C’è un mix di ragioni per questo. Vanno dal bisogno di Cameron di trovare una sponda continentale nella sua battaglia per un’Europa (dal punto di vista inglese) meno pesante, al sodalizio antico tra il sindaco di Londra e il suo collega fiorentino. Per il leader del Labour, non in buonissime acque in vista delle elezioni dell’anno prossimo, vale sicuramente la curiosità per un collega più giovane di lui (che è già abbastanza giovane) che s’è imposto in tempi così rapidi. Il lavoro di abilissimi intermediari ha fatto il resto.
Non sappiamo quanto sia vero che l’Italia, come ha detto il premier, stia ricominciando ad andare di moda nel mondo: i flussi finanziari verso Piazzaffari per ora premiano politiche giudicate promettenti ma anche i prezzi convenienti delle nostre aziende. Quindi, staremo a vedere.

Quello che invece è certo è che Renzi comincia a essere (come disse lui del Pd suscitando sarcasmi) un oggetto cool fuori dai confini patri, per un sistema mediatico sempre a caccia di figure nuove e per l’emergere di una generazione di leader progressisti decisamente più carismatici della media della socialdemocrazia europea.
Per questo Tony Blair, tornato a Londra appositamente per la cena all’ambasciata italiana, nelle pause dei suoi riferimenti alle situazioni internazionali che segue manifestava soddisfazione per l’incontro con il suo dichiarato emulo italiano e per le notizie da Parigi sulla promozione governativa di Manuel Valls.
A distanza di anni, il pendolo della sinistra europea torna verso personalità che reinterpretano il cuore della dottrina blairiana. Che non è rappresentato dal turboliberismo, dalla deregulation finanziaria, dalla special relationship con l’America anche bushiana e dall’avventura irachena: tutti fattori che certo hanno segnato (e condannato, agli occhi molti) il legato blairiano, ma che ne fanno anche una caricatura.

Una popolarità così resistente e tre mandati consecutivi si spiegano altrimenti. In estrema sintesi, con la capacità di interpretare perfino fisicamente i bisogni prima, e la voglia di riscatto poi, di quella che allora si chiamava Middle England. Concetto che ne racchiude diversi, nessuno dei quali ha a che vedere col banale centrismo politico: un po’ la famosa “pancia” del paese, un po’ la geografia delle medie città del centro-nord potentemente riqualificate nell’era postindustriale, un po’ quel ceto medio che il New Labour promosse con una delle più grandi operazioni di ascensore sociale collettivo mai realizzatesi.

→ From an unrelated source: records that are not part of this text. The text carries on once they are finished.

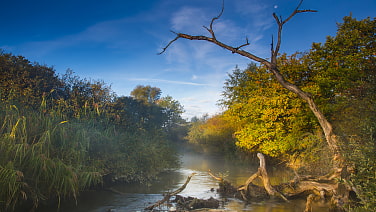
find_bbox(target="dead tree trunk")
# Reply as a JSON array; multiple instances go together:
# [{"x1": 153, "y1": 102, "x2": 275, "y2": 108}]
[
  {"x1": 209, "y1": 153, "x2": 340, "y2": 212},
  {"x1": 160, "y1": 0, "x2": 344, "y2": 169}
]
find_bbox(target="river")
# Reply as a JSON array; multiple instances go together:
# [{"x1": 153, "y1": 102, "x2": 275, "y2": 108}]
[{"x1": 37, "y1": 152, "x2": 328, "y2": 212}]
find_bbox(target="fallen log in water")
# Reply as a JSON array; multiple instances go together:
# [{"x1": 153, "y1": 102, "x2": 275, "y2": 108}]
[{"x1": 145, "y1": 173, "x2": 196, "y2": 210}]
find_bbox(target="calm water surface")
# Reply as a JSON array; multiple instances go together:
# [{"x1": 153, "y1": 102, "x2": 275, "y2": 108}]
[{"x1": 38, "y1": 153, "x2": 328, "y2": 212}]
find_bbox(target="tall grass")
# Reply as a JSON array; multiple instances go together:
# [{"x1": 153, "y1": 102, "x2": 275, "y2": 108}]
[
  {"x1": 0, "y1": 105, "x2": 102, "y2": 210},
  {"x1": 0, "y1": 102, "x2": 178, "y2": 211}
]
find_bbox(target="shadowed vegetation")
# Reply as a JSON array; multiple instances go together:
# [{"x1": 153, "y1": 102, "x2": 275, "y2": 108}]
[{"x1": 0, "y1": 53, "x2": 184, "y2": 211}]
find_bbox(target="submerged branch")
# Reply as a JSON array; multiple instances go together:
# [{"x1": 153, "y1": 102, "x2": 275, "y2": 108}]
[{"x1": 145, "y1": 173, "x2": 196, "y2": 210}]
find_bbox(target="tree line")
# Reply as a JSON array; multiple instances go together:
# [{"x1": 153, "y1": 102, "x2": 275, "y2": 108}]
[
  {"x1": 185, "y1": 16, "x2": 376, "y2": 210},
  {"x1": 0, "y1": 51, "x2": 185, "y2": 211}
]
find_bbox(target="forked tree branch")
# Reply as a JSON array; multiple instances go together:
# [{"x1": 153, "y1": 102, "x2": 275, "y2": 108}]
[{"x1": 159, "y1": 0, "x2": 344, "y2": 167}]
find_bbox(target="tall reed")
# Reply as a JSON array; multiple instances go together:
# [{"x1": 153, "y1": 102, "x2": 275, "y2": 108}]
[{"x1": 0, "y1": 105, "x2": 102, "y2": 210}]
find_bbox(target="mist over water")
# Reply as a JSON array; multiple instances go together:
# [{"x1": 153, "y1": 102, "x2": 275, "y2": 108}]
[{"x1": 38, "y1": 152, "x2": 328, "y2": 212}]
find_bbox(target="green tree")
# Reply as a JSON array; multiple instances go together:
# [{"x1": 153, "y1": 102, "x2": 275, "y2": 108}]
[
  {"x1": 221, "y1": 64, "x2": 318, "y2": 157},
  {"x1": 131, "y1": 85, "x2": 162, "y2": 104},
  {"x1": 0, "y1": 52, "x2": 63, "y2": 108}
]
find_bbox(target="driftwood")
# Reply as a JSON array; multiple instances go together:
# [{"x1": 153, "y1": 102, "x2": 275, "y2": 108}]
[
  {"x1": 209, "y1": 153, "x2": 349, "y2": 212},
  {"x1": 145, "y1": 173, "x2": 196, "y2": 210}
]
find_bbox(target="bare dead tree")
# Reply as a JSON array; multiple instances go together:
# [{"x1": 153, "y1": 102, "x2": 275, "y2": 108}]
[{"x1": 159, "y1": 0, "x2": 344, "y2": 169}]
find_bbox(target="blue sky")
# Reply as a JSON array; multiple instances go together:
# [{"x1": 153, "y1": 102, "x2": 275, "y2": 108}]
[{"x1": 0, "y1": 0, "x2": 376, "y2": 118}]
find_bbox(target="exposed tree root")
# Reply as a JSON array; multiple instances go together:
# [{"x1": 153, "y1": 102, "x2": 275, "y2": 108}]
[{"x1": 209, "y1": 153, "x2": 352, "y2": 212}]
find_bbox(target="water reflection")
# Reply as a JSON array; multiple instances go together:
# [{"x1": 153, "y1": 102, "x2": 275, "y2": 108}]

La storia della Terza via è anche un album di errori da non ripetere, e del resto irripetibili visto che si consumarono nella stagione ottimista della “globalizzazione buona”. Ma per Matteo Renzi rimane fondamentale quell’intuizione di base: l’assillo di rimanere sempre in sintonia con gli umori del proprio popolo senza pretendere di soverchiarli con ricette precostituite e ideologiche. Lo chiamano «populismo democratico»: una versione della leadership progressista della quale gli anglosassoni non si sono mai vergognati. Impariamo ad abituarci, perché ora ne abbiamo in casa un esemplare addirittura da esportazione.